Due to its retrospective design, our study has some limitations. First, we included three panel gene sequencing assay types which differed in their coverage of genetic alterations. We also observed differences in the usage of these assays depending on the tumor entity. The selection of the assay type was not based on predefined algorithms but rather on individual clinical decisions. Thus, comparing frequencies of specific mutations between tumor types must be regarded with care, as the data might be biased by differential selection of panel sequencing assays. To overcome this problem in clinical practice, guidelines that clearly define the optimal time point and assay type for specific tumor entities should be implemented. Secondly, performance of panel gene sequencing assays depends on the quality of the tissue material [34]. In some cases, FFPE tissue from primary cancers were used that have been stored over longer time periods. This might affect the quality of DNA and specifically of RNA, leading to lower sensitivity for specific alterations such as gene fusions [35]. Lastly, our data indicates that those patients who received a genomics-directed therapy had an overall high clinical benefit. However, this observation is biased by the large proportion of patients with dMMR CRC who received immune checkpoint inhibitors which are highly effective in this tumor subtype [36]. In contrast, the clinical benefit of ivosidenib in CCC (median PFS 2.4 months in two patients) or cetuximab/encorafenib in CRC (median PFS 3.4 months in 4 four patients) was less pronounced, but matching results of the respective trials (median PFS of 2.7 months for ivosidenib [37]and median PFS 4.2 for cetuximab/encorafenib [38].

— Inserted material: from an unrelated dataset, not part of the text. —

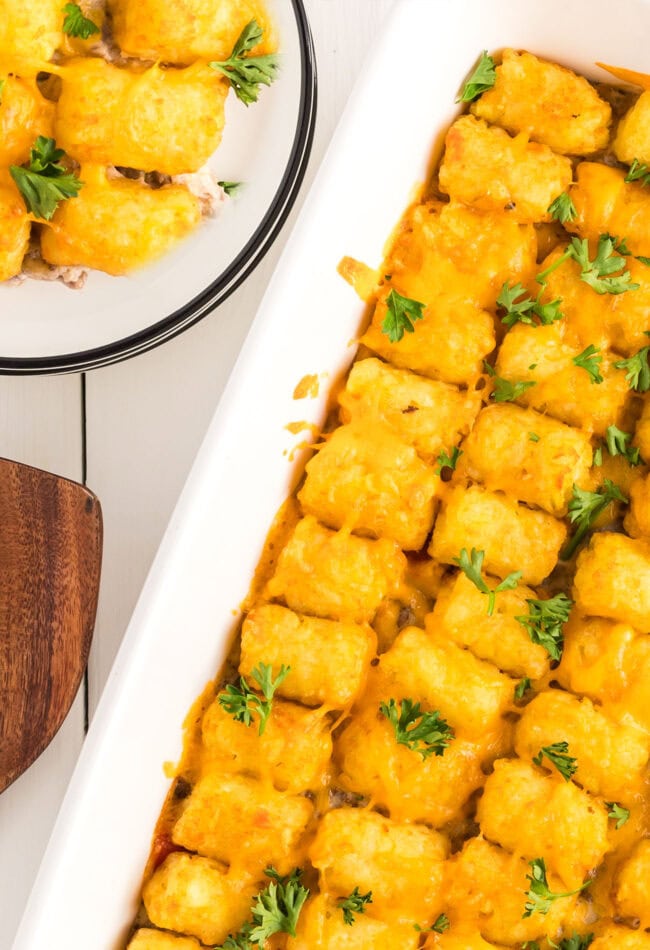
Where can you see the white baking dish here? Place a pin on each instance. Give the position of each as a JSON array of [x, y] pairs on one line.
[[87, 889]]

Despite these limitations, our study shows that selected patients can benefit greatly from molecular-directed therapies. We report two cases of mutations with low evidence for actionability based on the OncoKB database (BRCA2 S497L and ERBB3 G284R), but for which our local molecular tumor board suggested therapeutic options that led to sustained tumor responses. Based on the results of the POLO trial, patients with pancreatic carcinoma with germline loss-of-function BRCA2 mutations benefit from olaparib maintenance therapy following disease control with first-line oxaliplatin-based chemotherapy regimen [39, 40]. While the trial only included deleterious and likely deleterious germline mutations, the clinical impact of non-synonymous germline mutations such as BRCA2 S497L remain unknown [41]. Here, we report the case of a patient with metastatic pancreatic carcinoma with a combination of germline BRCA1 E1161Ffs*3 and BRCA2 S497L mutations that benefit from treatment with olaparib monotherapy after failure of several lines of preceding systemic therapies. Missense mutations of BRCA2 can moderately increase the risk for breast cancer [42], but it is unknown if they also modulate the response to PARP inhibitors. Considering the durable response that we observed in our patient case, further preclinical studies should be performed to decipher the actionability of BRCA2 missense mutations. ERBB3 mutations can occur in various cancer entities, but are overall rare events [43]. Mutations of ERBB3 can induce activation of the MAPK pathway, and a previous case report showed that targeting ERBB3 G284R mutant breast cancer with trastuzumab plus lapatinib can lead to disease control [44]. The ERBB3 G284R mutation is considered an activating alteration [45], and to our knowledge, our case shows for the first time that treatment with trastuzumab/lapatinib can result in prolonged disease control in metastatic CCC with this specific ERBB3 mutation.

Conclusions

In summary, our study shows that panel gene sequencing can reveal actionable genetic alterations in cancers of the digestive tract, with clinical benefit for selected patients in real-life. The utility of panel gene sequencing depends on the genomic coverage of the panel and comprehensive gene panels should be used. In-depth assessment of identified mutations by molecular tumor boards can identify novel actionable genetic alterations that are not enlisted in public precision medicine databases.